Research on COE Program with Machine Learning Algorithms
Jiashi Li
Department of Statistics and Applied Probability, UC Santa Barbara, CA, U.S.A.
Keywords: COE Coffee, Machine Learning, One-Hot Coding, Hedonic Pricing Theory.
Abstract: The market price of COE coffee depends on its heterogeneity characteristics, and hedonic model theory is the
dominant research approach for coffee prices. In this paper, the correlation between coffee prices and the New
York C-futures index is first verified. Further, machine learning algorithms such as Support Vector Regression
(SVR), Multilayer Perceptron (MLP) models are used to study the factors affecting prices. A more general
coding of coffee types is designed and improved the one-hot coding of the regression model.
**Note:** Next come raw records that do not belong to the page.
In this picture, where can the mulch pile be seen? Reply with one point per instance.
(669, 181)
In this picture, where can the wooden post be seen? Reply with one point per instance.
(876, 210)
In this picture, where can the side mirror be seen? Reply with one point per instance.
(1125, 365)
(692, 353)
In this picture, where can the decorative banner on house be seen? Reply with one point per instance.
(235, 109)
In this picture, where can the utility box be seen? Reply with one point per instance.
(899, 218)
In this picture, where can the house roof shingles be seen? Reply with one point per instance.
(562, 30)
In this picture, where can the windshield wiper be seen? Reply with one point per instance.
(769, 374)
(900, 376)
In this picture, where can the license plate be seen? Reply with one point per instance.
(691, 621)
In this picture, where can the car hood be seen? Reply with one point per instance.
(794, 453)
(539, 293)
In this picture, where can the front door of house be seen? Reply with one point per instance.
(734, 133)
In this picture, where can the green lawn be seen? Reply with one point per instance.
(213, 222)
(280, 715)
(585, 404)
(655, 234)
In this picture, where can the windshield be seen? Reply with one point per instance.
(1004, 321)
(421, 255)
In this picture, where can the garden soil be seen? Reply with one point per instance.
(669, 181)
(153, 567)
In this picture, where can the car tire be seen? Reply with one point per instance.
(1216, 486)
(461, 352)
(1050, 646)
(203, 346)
The performance
shows that the improved model is better in terms of performance. The prediction accuracy of the model
improved by 24.65% after generalized coding of coffee categories. The study further explores the
implementation of the hedonic pricing theory.
1 INTRODUCTION
The growing demands for specialty coffee have led to
a rapidly growing market for specialty coffee in many
countries. The percentage of adults who consume
specialty coffee has increased in recent years.
Specialty coffee quality is a key factor in stabilizing
market development (Traore, 2018, Wilson, 2018,
Fields, 2018).
Many Latin American countries participate in the
Cup of Excellence (COE) program. Every year an
auction of coffee is held. A jury tastes the coffee
based on samples of brown beans submitted by the
farms. Each cup is given a score from 0 to 100, those
scoring 84 or more quality points in the competition
are awarded the prestigious Cup of Excellence Award
(Bacon, 2004). The winning coffees are ranked
according to their scores, and the coffee with the
highest score in a given category is awarded first
place, followed by the highest quality.
Scholars have used extensively COE dataset to
predict the price of specialty coffee. They studied the
role of product differentiation and quality production
in the world coffee market (Teuber, 2010, Ferreira,
2016, Liska, 2016, Cirillo, 2016). There is a growing
literature on the relationship between coffee quality
and regional environmental characteristics,
especially for the so-called specialty coffees, but
consumer price analysis can provide useful
information on coffee quality differences. A
comprehensive analysis is possible if the datasets can
cover both objective and subjective quality attributes.
Donnet analyzes the importance of sensory and
reputational attributes in the origin markets (Donnet,
2007, Weatherspoon, 2007, Hoehn, 2007). They
found that country of origin effect is evident except
sensory quality and scores.
The hedonic price model has been used to study
the relationship between prices and attributes of
agriculture, food, and real estate. This model is
inspired by Waugh's publication "Quality Factors
Affecting Vegetable Prices article and the work of
Rosen. This approach is used to measure and analyze
the contribution of a product's attributes (Hu, 2019,
He, 2019, Han, 2019, Gu, 2011, Zhu, 2011, Jiang,
2011). The price of the product is usually modeled as
a parameter. Thus, the regression model is used to
predict the quality fraction and the price based on
various attributes.
However, achieving healthy, sustainable price is a
challenge. The framework presented in this paper
integrates machine learning and consumption
models. Aggregate multiple regressions on various
subsamples of the dataset to improve the prediction
accuracy. Improving prediction accuracy and thus
controlling overfitting. Tree regression algorithms
are considered as non-linear, non-parametric methods
with high generalization.
Through the analysis of historical data, the
original purpose of establishing COE coffee is
validated. It is to keep the futures price from affecting